Pie XII, qui a tant lancé de pierres aux communistes, avait sur les prêtres ouvriers une théorie particulière ; lui qui n’a pas mis Mon combat d’Adolf Hitler à l’Index, qui n’a pas excommunié Mussolini et Franco, Pétain et Hitler, ou l’un de leurs affidés, alors qu’il a mis Marx à l’Index et excommunié tous les marxistes et les communistes pour cause d’athéisme, a vu dans l’expérience des prêtres ouvriers un oxymore insupportable : selon lui, le prêtre doit être de droite, l’ouvrier est toujours de gauche, comment peut-on être les deux ? Il faut être prêtre sans être ouvrier et l’ouvrier ne sera tolérable et toléré, défendable et défendu qu’en tant qu’il sera catholique. Pie XII condamne donc le mouvement des prêtres ouvriers, effectivement initié par des cathos de gauche dans le sillage du catholicisme social, en 1954.
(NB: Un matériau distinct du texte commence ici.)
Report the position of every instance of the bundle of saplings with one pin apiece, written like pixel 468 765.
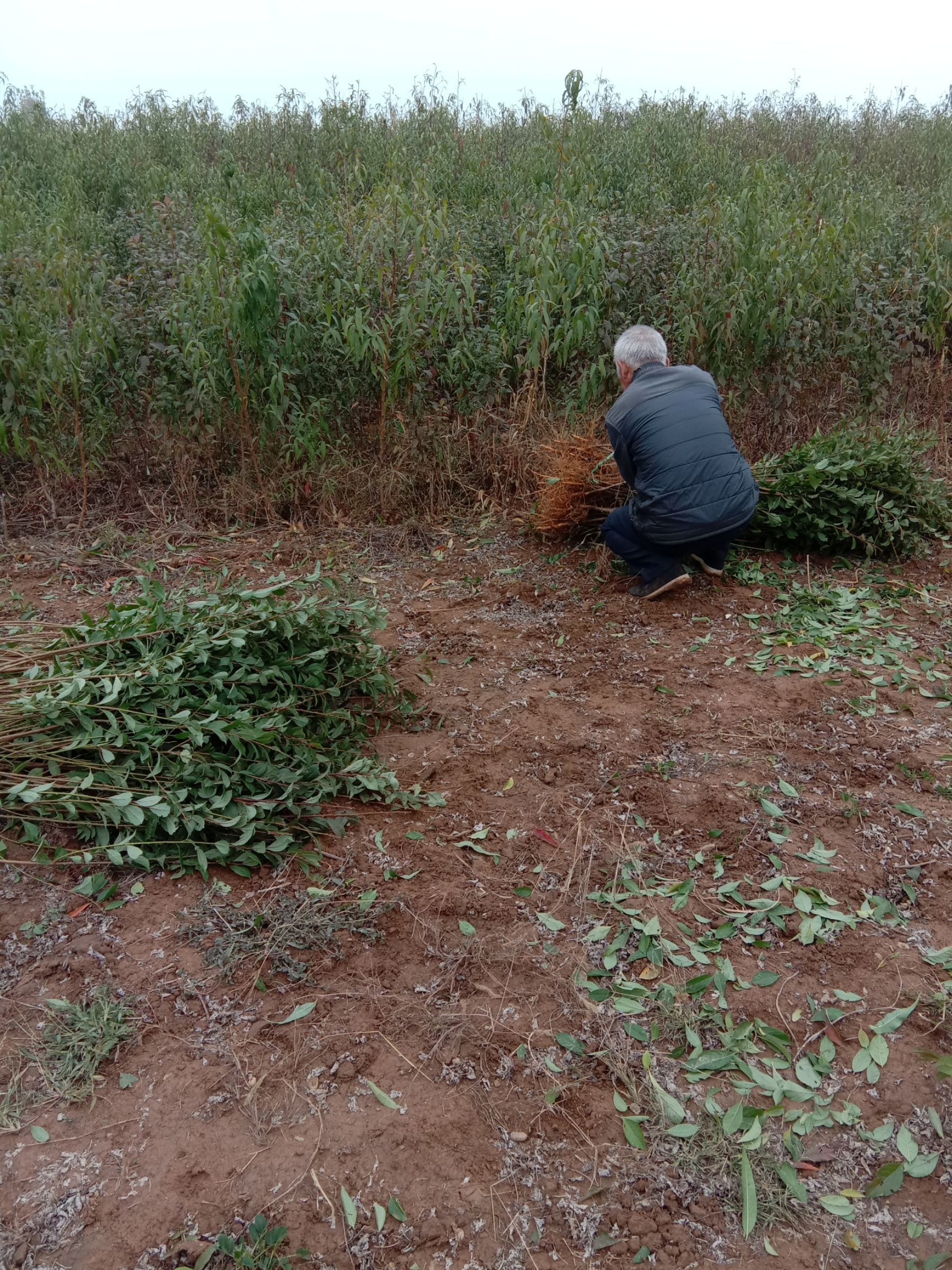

Les prêtres ouvriers voulaient lutter contre la déchristianisation en milieu ouvrier là où le syndicalisme et le militantisme de gauche emportaient les suffrages prolétariens. Contre le devenir bourgeois du christianisme dans les paroisses, ces hommes de Dieu qui portent le bleu de travail souhaitent porter la parole évangélique parmi les damnés de la terre tout en soutenant leurs combats pour améliorer leur quotidien. Ils estiment que les nourritures célestes et les nourritures terrestres sont indissociables. Ces curés ont connu l’Occupation, la Résistance, la déportation, la collaboration ; ils ont vu leur hiérarchie, Pie XII en tête, prendre le parti des dictatures de droite et condamner le marxisme ; pendant la Seconde Guerre mondiale, dans les camps de prisonniers ou les réseaux de résistance, ils ont fréquenté des êtres de chair et d’os, loin des idées inculquées au séminaire.
Après guerre, ils entrent souvent à la CGT et se font les compagnons de route du PCF dont l’idéologie se trouve alors indexée sur l’URSS. En 1949, Pie XII fait paraître un décret du Saint-Office qui excommunie les communistes et leurs sympathisants. En mars 1950, des prêtres ouvriers soutiennent l’appel de Stockholm initié par des communistes et invitant à renoncer à l’armement nucléaire. Pie XII, lui, n’ignorant pas, bien sûr, Hiroshima et Nagasaki, défend l’usage de la bombe atomique. À Noël 1955, dans un message radiodiffusé, le pape explique que cet arsenal est légitime – il doit être défensif et ne pas occasionner la destruction pure et simple de la planète.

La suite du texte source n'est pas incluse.